What subnet mask should be assigned to this IP address so that it can accommodate the number of users required by the corporate client?

A. 255.255.255.0
B. 255.255.255.128
C. 255.255.255.224
D. 255.255.255.252

Correct Answer: A

Explanation:
The 192.25.27.0 subnet should be assigned the subnet mask of 255.255.255.0 to accommodate 250 users. This subnet mask can accommodate a maximum of 254 hosts. The number of hosts that can reside on a subnet can be calculated using the formula 2^n – 2 = x, where n is equal to the number of hosts bits in the mask and x is the resulting number of hosts. 2 is subtracted from the results to represent the two address, the network ID and the broadcast address, that cannot be assigned to computers in the subnet. Since the 255.255.255.0 mask leaves 8 bits at the end of the mask, the formula will be 2^8 – 2, which is 256 – 2, which equals 254.

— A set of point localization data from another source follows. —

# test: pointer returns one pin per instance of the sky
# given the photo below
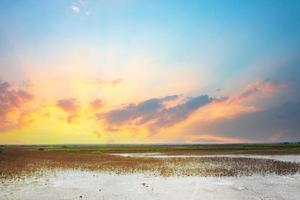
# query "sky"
(159, 71)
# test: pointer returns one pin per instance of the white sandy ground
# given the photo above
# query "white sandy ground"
(72, 184)
(286, 158)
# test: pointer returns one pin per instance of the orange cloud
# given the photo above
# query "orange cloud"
(70, 106)
(14, 106)
(96, 104)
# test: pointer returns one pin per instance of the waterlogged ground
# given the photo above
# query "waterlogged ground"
(75, 184)
(34, 173)
(286, 158)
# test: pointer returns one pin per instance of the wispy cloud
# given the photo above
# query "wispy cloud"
(70, 106)
(13, 106)
(80, 6)
(154, 112)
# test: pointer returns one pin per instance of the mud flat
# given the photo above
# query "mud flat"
(285, 158)
(77, 184)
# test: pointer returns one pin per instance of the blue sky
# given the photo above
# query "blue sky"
(155, 49)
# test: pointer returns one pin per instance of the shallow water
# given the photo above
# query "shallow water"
(286, 158)
(75, 184)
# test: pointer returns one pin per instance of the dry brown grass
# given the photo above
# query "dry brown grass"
(19, 163)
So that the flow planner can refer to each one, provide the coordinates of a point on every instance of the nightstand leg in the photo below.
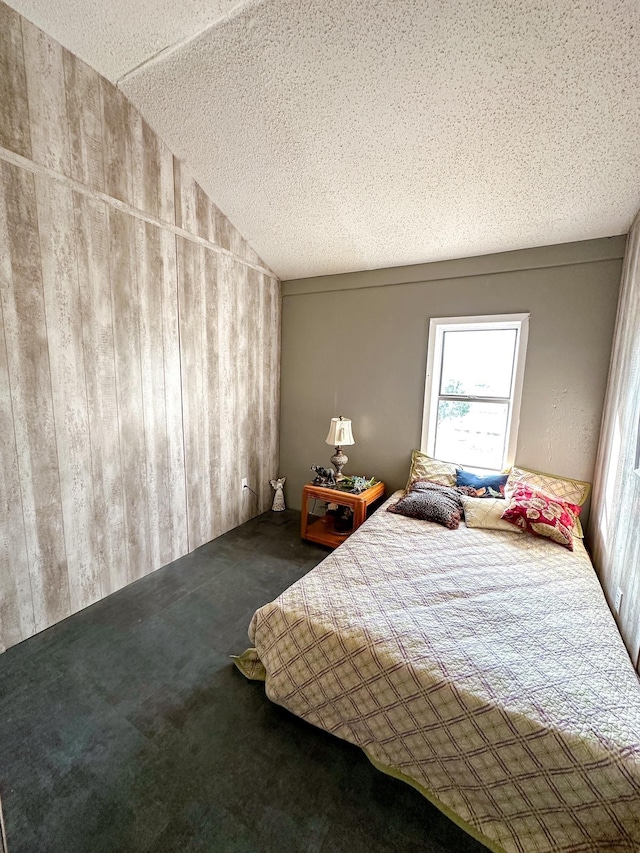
(360, 514)
(303, 520)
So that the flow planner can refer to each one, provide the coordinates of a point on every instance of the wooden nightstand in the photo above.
(321, 528)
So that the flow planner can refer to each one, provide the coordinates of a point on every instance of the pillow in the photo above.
(486, 513)
(542, 515)
(431, 502)
(488, 486)
(424, 467)
(560, 488)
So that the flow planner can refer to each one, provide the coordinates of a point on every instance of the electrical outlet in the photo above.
(618, 600)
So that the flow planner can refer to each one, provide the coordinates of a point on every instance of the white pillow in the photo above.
(486, 513)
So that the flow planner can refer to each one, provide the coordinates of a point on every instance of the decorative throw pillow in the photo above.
(486, 513)
(424, 467)
(431, 502)
(487, 486)
(542, 515)
(560, 488)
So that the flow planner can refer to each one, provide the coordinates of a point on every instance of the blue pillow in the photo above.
(489, 486)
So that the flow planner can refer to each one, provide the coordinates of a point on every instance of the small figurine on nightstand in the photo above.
(324, 476)
(278, 498)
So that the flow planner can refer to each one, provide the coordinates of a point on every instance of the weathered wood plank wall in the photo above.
(139, 345)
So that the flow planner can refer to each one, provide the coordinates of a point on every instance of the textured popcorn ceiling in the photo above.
(342, 135)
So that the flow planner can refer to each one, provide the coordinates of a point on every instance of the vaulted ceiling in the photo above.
(343, 135)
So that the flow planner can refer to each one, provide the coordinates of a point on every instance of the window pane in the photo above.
(478, 363)
(472, 434)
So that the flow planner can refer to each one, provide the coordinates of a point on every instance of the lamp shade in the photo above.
(340, 432)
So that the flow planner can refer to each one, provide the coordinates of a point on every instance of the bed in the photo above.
(480, 666)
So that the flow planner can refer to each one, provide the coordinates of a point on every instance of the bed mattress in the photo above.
(483, 667)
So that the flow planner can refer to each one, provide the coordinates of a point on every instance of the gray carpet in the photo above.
(126, 728)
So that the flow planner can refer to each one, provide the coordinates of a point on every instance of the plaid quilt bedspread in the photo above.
(484, 667)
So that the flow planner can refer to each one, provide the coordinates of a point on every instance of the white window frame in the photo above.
(437, 327)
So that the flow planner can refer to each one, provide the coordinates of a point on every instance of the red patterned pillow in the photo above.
(542, 515)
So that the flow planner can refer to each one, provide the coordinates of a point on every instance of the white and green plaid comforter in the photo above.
(483, 666)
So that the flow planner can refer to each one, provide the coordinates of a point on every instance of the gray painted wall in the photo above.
(615, 534)
(356, 345)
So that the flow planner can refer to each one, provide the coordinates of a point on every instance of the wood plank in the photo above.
(56, 223)
(30, 382)
(116, 143)
(176, 487)
(166, 201)
(149, 280)
(15, 130)
(126, 311)
(206, 220)
(91, 228)
(16, 606)
(238, 354)
(191, 321)
(211, 416)
(230, 476)
(264, 487)
(185, 198)
(223, 230)
(273, 330)
(47, 99)
(252, 427)
(84, 116)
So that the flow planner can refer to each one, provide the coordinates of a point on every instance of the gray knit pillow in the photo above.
(431, 502)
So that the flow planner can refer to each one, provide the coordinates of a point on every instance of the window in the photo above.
(475, 368)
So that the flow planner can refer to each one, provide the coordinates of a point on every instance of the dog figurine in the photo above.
(324, 476)
(278, 498)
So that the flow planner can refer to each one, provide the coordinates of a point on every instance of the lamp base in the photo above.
(339, 460)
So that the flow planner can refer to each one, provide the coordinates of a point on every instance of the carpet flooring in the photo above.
(126, 728)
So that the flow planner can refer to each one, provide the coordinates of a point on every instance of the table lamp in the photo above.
(339, 434)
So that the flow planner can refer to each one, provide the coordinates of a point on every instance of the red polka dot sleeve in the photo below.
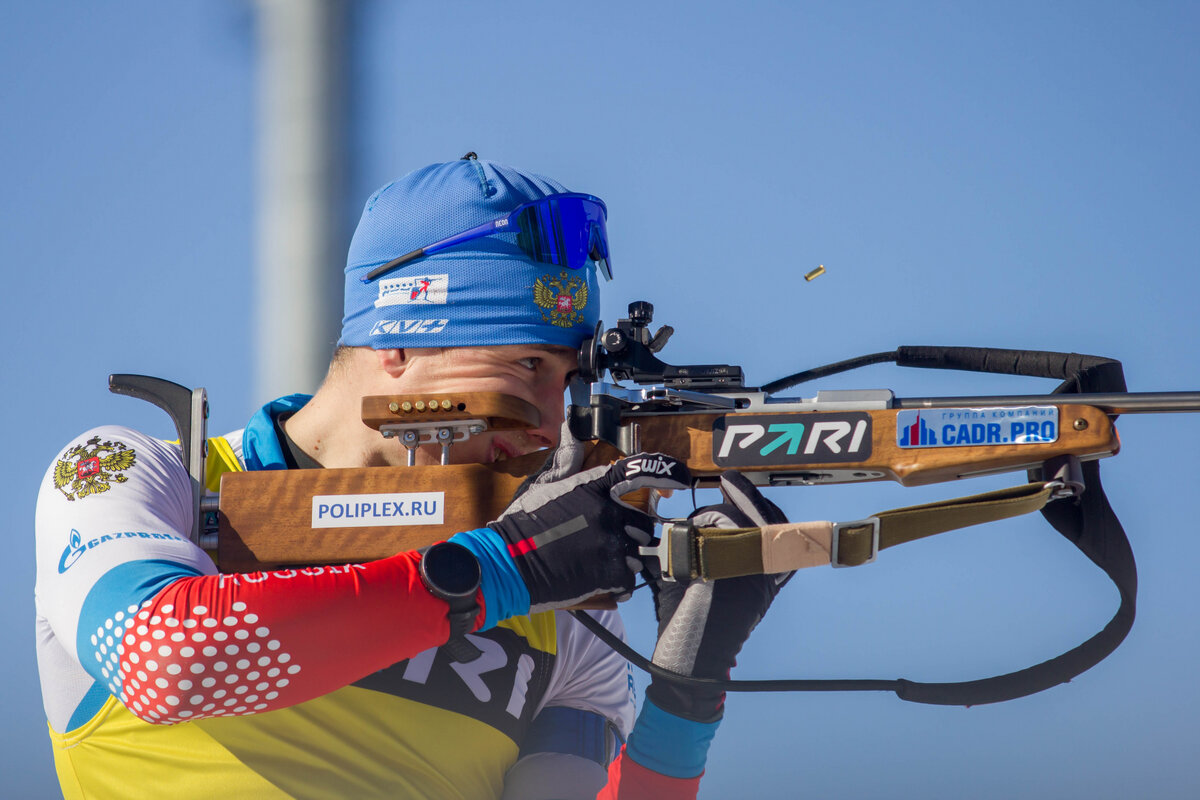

In situations where the same subnet mask must be used for multiple interfaces on a router, the subnet mask that is chosen must provide capacity sufficient for the largest number of hosts on any single interface while also providing the required number of subnets. For example, in the diagram below, the three interfaces on the router R2 have 16, 32 and 58 users respectively on each interface:

If each interface must have the same subnet mask, the subnet mask would need to be one that yields at least 58 addresses to support the interface with the highest host count and yields at least 3 subnets as well.

If the chosen classful networks were 128.107.4.0/24, the correct mask would be 255.255.255.192. Since the mask is currently 255.255.255.0 (/24), by borrowing 2 bits to /26 or 255.255.255.192, we will get 4 subnets (2^2 = 4) and each subnet will yield 62 hosts (2^6 – 2 = 62).

With a subnet mask of 255.255.255.128, the 192.25.27.0 subnet can accommodate only 126 hosts. The mask 255.255.255.128 leaves 7 host bits in the mask and when we plug that into the formula we get 2^7 – 2, which equals 126.

With a subnet mask of 255.255.255.224, the 192.25.27.0 subnet can accommodate only 30 hosts. The mask 255.255.255.224 leaves 5 host bits in the mask and when we plug that into the formula we get 2^5 – 2, which equals 30.

With a subnet mask of 255.255.255.252, the IP address 192.25.27.24 can accommodate only two hosts. The mask 255.255.255.252 leaves 2 host bits in the mask and when we plug that into the formula we get 2^2 – 2, which equals 2.